Dovendo collegare centinaia/migliaia di connessioni elettriche fisicamente anche molto distanti fra di loro hanno cominciato a pensare (questo alla fine degli anni ’90) ma perché non dividiamo questi mega impianti elettrici in tanti “nodi” e colleghiamo questi noti fra loro tramite rete? All’epoca le reti aziendali (LAN) erano già largamente diffuse e quindi fu facile immaginare qualche cosa di similare. Il dividere il cablaggio in questo modo l’avrebbe reso sicuramente più economico (cosa non così importante) e sopratutto più flessibile. Immaginiamo un po’ in un magazzino automatico se ad un certo punto si dovessero aggiungere dei sensori il problema che ne verrebbe fuori dovendo portare tali fili fino all’armadio elettrico centralizzato. Se invece tali cavi in più dovessero essere cablati solo localmente diventerebbe un problema marginale. Per svolgere queste nuove funzioni non è stata utilizzata la rete aziendale eventualmente disponibile, ma è stato utilizzato (a mio avviso giustamente) un “bus di campo” realizzato allo scopo.
 
E qui si è scatenato “l’inferno”. Bus di campo diversi fra loro, con specifiche diverse, alcuni proprietari ed altri invece aperti. Quando c’è un’innovazione è anche logico che ci possano essere idee ed interessi diversi. Ma ormai sono passati oltre 20 anni e piano piano la nebbia che c’era si è in gran parte dissolta.
 
E i costruttori dei CN come hanno reagito rispetto all’affermazione dei bus di campo?
Tendenzialmente hanno ignorato il problema. Per quanto complessa una macchina utensile possa essere non è così complessa come, ad esempio, un impianto di smistamento automatico di colli.
Tutte le schede di ingresso/uscita di un Cn poi sono costruite direttamente dal costruttore del Cn. Sono schede relativamente parlando molto economiche e super affidabili (caratteristica questa che nel mondo della macchina utensile è molto importante). Se ci fosse un problema sarebbe immediatamente individuato il responsabile vale a dire il costruttore del Cn.

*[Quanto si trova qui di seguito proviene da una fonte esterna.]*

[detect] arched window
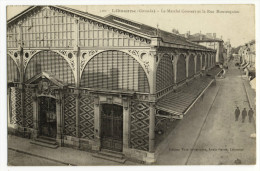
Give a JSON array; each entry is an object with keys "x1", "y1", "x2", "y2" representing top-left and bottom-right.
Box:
[
  {"x1": 202, "y1": 54, "x2": 206, "y2": 69},
  {"x1": 188, "y1": 54, "x2": 195, "y2": 77},
  {"x1": 7, "y1": 55, "x2": 20, "y2": 82},
  {"x1": 176, "y1": 54, "x2": 186, "y2": 83},
  {"x1": 196, "y1": 55, "x2": 201, "y2": 73},
  {"x1": 205, "y1": 54, "x2": 208, "y2": 69},
  {"x1": 24, "y1": 51, "x2": 75, "y2": 86},
  {"x1": 156, "y1": 54, "x2": 174, "y2": 92},
  {"x1": 80, "y1": 50, "x2": 149, "y2": 93},
  {"x1": 208, "y1": 54, "x2": 211, "y2": 67}
]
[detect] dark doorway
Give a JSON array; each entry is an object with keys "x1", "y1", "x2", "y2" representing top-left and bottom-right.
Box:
[
  {"x1": 39, "y1": 96, "x2": 57, "y2": 138},
  {"x1": 101, "y1": 104, "x2": 123, "y2": 152}
]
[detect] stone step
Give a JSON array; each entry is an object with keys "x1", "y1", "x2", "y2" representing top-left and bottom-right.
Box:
[
  {"x1": 35, "y1": 138, "x2": 57, "y2": 145},
  {"x1": 100, "y1": 149, "x2": 124, "y2": 159},
  {"x1": 92, "y1": 151, "x2": 126, "y2": 164},
  {"x1": 30, "y1": 140, "x2": 59, "y2": 149},
  {"x1": 38, "y1": 135, "x2": 56, "y2": 141}
]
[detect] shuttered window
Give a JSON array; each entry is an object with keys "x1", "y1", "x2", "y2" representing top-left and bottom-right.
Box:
[
  {"x1": 80, "y1": 50, "x2": 149, "y2": 93},
  {"x1": 24, "y1": 51, "x2": 75, "y2": 86}
]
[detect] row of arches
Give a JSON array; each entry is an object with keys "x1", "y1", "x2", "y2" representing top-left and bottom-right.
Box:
[
  {"x1": 8, "y1": 49, "x2": 215, "y2": 94},
  {"x1": 7, "y1": 50, "x2": 150, "y2": 93},
  {"x1": 156, "y1": 53, "x2": 215, "y2": 92}
]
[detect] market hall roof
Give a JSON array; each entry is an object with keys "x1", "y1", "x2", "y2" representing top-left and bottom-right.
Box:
[
  {"x1": 156, "y1": 76, "x2": 213, "y2": 118},
  {"x1": 7, "y1": 5, "x2": 214, "y2": 51},
  {"x1": 156, "y1": 66, "x2": 223, "y2": 119}
]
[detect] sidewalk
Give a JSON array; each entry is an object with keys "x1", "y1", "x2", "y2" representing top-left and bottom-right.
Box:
[
  {"x1": 8, "y1": 135, "x2": 137, "y2": 166},
  {"x1": 240, "y1": 70, "x2": 256, "y2": 129}
]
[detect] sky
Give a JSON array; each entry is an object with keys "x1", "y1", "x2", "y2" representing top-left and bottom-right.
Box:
[{"x1": 7, "y1": 4, "x2": 255, "y2": 47}]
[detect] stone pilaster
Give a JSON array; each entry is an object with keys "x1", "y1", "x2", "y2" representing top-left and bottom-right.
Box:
[
  {"x1": 75, "y1": 90, "x2": 80, "y2": 139},
  {"x1": 194, "y1": 55, "x2": 197, "y2": 74},
  {"x1": 93, "y1": 94, "x2": 101, "y2": 151},
  {"x1": 7, "y1": 88, "x2": 11, "y2": 125},
  {"x1": 32, "y1": 92, "x2": 38, "y2": 139},
  {"x1": 147, "y1": 48, "x2": 157, "y2": 154},
  {"x1": 173, "y1": 55, "x2": 178, "y2": 84},
  {"x1": 56, "y1": 93, "x2": 63, "y2": 145},
  {"x1": 149, "y1": 102, "x2": 156, "y2": 153},
  {"x1": 122, "y1": 97, "x2": 130, "y2": 150},
  {"x1": 185, "y1": 55, "x2": 189, "y2": 78}
]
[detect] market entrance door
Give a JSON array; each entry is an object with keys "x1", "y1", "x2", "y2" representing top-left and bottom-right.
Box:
[
  {"x1": 101, "y1": 104, "x2": 123, "y2": 152},
  {"x1": 39, "y1": 96, "x2": 57, "y2": 138}
]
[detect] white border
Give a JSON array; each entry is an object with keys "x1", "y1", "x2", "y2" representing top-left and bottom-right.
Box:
[{"x1": 1, "y1": 1, "x2": 259, "y2": 171}]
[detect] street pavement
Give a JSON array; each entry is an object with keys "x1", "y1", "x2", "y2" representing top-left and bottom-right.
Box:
[{"x1": 155, "y1": 61, "x2": 256, "y2": 165}]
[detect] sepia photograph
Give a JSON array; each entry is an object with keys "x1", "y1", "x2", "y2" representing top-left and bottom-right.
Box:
[{"x1": 5, "y1": 3, "x2": 256, "y2": 167}]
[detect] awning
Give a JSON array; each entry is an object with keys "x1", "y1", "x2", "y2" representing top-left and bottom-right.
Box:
[
  {"x1": 207, "y1": 66, "x2": 223, "y2": 77},
  {"x1": 156, "y1": 76, "x2": 214, "y2": 119},
  {"x1": 241, "y1": 63, "x2": 249, "y2": 69}
]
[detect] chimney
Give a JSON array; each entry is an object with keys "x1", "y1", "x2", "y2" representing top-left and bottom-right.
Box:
[
  {"x1": 213, "y1": 33, "x2": 216, "y2": 39},
  {"x1": 199, "y1": 31, "x2": 202, "y2": 40},
  {"x1": 185, "y1": 31, "x2": 190, "y2": 38}
]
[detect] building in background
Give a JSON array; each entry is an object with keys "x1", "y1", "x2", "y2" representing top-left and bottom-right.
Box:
[
  {"x1": 181, "y1": 32, "x2": 224, "y2": 65},
  {"x1": 239, "y1": 40, "x2": 255, "y2": 82},
  {"x1": 224, "y1": 40, "x2": 232, "y2": 63},
  {"x1": 7, "y1": 6, "x2": 221, "y2": 164}
]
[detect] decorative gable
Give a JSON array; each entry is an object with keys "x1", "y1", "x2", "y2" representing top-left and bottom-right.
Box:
[
  {"x1": 25, "y1": 71, "x2": 67, "y2": 97},
  {"x1": 26, "y1": 71, "x2": 67, "y2": 88}
]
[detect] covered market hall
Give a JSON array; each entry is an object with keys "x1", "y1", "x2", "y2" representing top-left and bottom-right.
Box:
[{"x1": 7, "y1": 6, "x2": 222, "y2": 163}]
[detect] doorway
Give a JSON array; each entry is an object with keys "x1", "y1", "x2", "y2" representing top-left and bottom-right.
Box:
[
  {"x1": 38, "y1": 96, "x2": 57, "y2": 138},
  {"x1": 101, "y1": 104, "x2": 123, "y2": 152}
]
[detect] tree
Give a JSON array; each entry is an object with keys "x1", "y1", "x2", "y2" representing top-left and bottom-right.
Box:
[{"x1": 172, "y1": 28, "x2": 179, "y2": 34}]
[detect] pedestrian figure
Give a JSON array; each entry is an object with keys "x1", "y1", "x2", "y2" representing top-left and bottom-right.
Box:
[
  {"x1": 248, "y1": 108, "x2": 254, "y2": 123},
  {"x1": 242, "y1": 108, "x2": 247, "y2": 123},
  {"x1": 235, "y1": 107, "x2": 240, "y2": 121}
]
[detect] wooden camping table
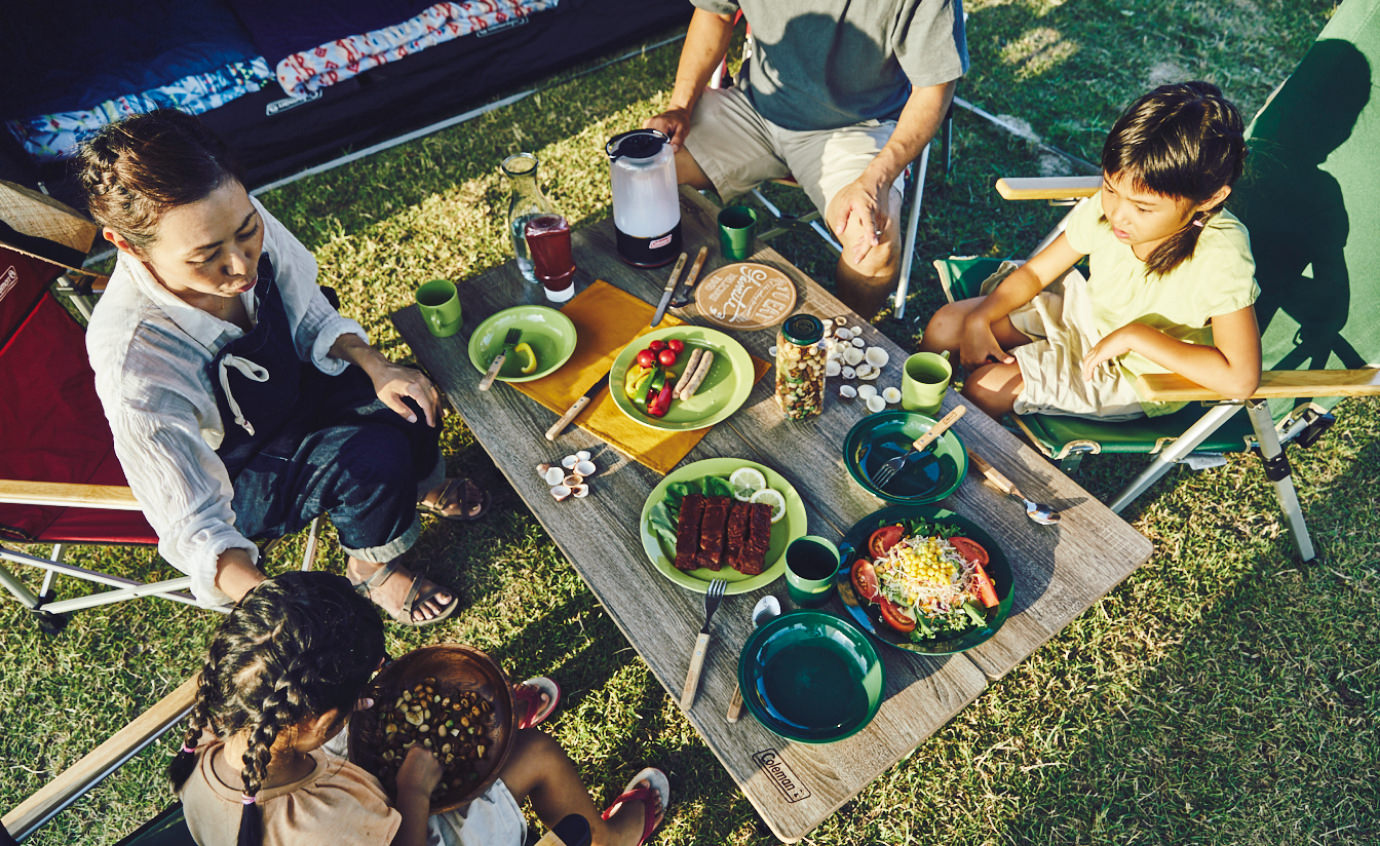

Il bus di campo presuppone la presenza di più costruttori, da un punto sistemistico è sicuramente un’architettura molto più complessa. In caso di malfunzionamenti si porrebbe immediatamente il problema di individuare il responsabile o i responsabili di tali malfunzionamenti.
 
Ma implementare il bus di campo anche a livello di macchina utensile comporta dei vantaggi non trascurabili. Prima di tutto maggiore flessibilità nell’adeguamento della macchina alle specifiche esigenze del cliente che sono diventate e lo diventeranno sempre più variabili. All’atto pratico ogni macchina tende a diventare sempre di più “one off”. In assistenza remota poi (da Internet) è possibile avere molto maggiori dati. Il funzionamento della singola elettrovalvola, ad esempio, è testabile da remoto. Se dovesse essere necessaria l’aggiunta di altri componenti a consegna macchina avvenuta anche questo diventerebbe molto più semplice.